Earthquakes in Oklahoma and Kansas had been on the rise due to injection of wastewater – a byproduct of oil and gas operations – before regulations started limiting injections. Now a new model developed by Stanford University researchers incorporates earthquake physics and the Earth’s hydrogeologic response to wastewater injection to forecast a decrease in man-made earthquakes in Oklahoma and Kansas through 2020.
The model is based on publicly available data on wastewater injection into the Arbuckle formation, a nearly 7,000-foot-deep sedimentary formation underlying north-central Oklahoma and southern Kansas. Assuming wastewater injection from oil and gas operations continues at its current rate, researchers mapped the likelihood that the region will experience future earthquakes.
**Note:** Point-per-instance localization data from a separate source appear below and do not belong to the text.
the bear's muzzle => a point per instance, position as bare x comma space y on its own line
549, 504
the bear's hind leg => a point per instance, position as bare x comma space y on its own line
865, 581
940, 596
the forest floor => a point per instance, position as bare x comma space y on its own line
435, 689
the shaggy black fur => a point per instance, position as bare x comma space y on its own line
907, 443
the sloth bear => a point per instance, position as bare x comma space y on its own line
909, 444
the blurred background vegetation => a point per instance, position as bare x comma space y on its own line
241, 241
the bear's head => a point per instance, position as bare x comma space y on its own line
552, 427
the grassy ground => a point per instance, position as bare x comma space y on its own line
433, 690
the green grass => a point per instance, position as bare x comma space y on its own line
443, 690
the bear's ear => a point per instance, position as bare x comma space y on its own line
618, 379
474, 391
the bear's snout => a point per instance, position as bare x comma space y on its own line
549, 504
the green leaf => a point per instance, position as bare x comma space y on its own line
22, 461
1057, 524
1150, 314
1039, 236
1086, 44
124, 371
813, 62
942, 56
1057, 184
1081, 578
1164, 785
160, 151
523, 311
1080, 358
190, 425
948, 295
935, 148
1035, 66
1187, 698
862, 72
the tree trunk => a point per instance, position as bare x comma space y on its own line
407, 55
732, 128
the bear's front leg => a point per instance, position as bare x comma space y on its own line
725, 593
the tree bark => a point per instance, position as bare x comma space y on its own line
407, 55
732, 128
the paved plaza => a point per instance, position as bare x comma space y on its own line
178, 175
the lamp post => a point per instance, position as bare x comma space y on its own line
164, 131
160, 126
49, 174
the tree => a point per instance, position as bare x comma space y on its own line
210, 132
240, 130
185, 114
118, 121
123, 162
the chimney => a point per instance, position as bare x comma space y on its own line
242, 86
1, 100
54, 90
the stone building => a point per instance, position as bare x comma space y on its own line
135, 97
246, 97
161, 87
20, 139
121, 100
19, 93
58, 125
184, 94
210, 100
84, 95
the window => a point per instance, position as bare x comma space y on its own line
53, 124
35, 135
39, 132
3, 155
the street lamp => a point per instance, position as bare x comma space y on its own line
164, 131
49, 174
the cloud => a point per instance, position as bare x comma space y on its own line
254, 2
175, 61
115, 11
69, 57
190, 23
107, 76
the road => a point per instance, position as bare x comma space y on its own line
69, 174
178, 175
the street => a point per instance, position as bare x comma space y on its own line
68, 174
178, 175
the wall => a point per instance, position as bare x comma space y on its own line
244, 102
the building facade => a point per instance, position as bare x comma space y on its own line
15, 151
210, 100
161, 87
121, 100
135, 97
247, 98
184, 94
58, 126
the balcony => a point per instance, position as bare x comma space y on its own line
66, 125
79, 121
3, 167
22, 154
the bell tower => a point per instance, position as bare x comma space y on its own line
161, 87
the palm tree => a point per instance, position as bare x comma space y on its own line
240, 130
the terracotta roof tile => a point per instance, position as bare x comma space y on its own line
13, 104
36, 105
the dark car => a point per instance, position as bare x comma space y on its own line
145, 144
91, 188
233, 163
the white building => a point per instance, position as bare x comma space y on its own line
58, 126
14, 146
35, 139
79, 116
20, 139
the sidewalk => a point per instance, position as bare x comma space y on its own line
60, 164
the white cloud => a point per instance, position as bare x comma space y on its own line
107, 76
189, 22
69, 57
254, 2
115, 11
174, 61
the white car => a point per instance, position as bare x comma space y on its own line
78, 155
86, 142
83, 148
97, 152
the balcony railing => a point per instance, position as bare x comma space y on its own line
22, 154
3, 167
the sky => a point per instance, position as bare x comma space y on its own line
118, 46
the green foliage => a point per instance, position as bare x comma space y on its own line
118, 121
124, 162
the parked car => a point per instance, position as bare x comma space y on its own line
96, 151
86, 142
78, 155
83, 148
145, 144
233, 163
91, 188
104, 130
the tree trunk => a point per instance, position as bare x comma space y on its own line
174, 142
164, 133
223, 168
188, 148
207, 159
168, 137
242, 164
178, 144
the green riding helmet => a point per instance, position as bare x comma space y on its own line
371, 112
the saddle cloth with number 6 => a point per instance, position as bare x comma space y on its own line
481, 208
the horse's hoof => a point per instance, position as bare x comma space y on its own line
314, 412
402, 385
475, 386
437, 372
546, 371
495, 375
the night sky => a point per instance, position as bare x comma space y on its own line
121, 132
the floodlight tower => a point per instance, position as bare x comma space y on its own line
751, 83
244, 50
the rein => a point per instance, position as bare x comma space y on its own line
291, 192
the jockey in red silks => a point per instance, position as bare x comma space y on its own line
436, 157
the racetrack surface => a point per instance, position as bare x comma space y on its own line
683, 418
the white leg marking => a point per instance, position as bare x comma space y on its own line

The research appears Sept. 26 in the journal Nature Communications.
“We’ve created a detailed model that allows regulators to know where most of the problems are likely to occur,” said co-author Mark Zoback, the Benjamin M. Page Professor of Geophysics at Stanford’s School of Earth, Energy & Environmental Sciences (Stanford Earth). “This can be used in Oklahoma, or elsewhere, to provide a scientific basis for regulatory action.”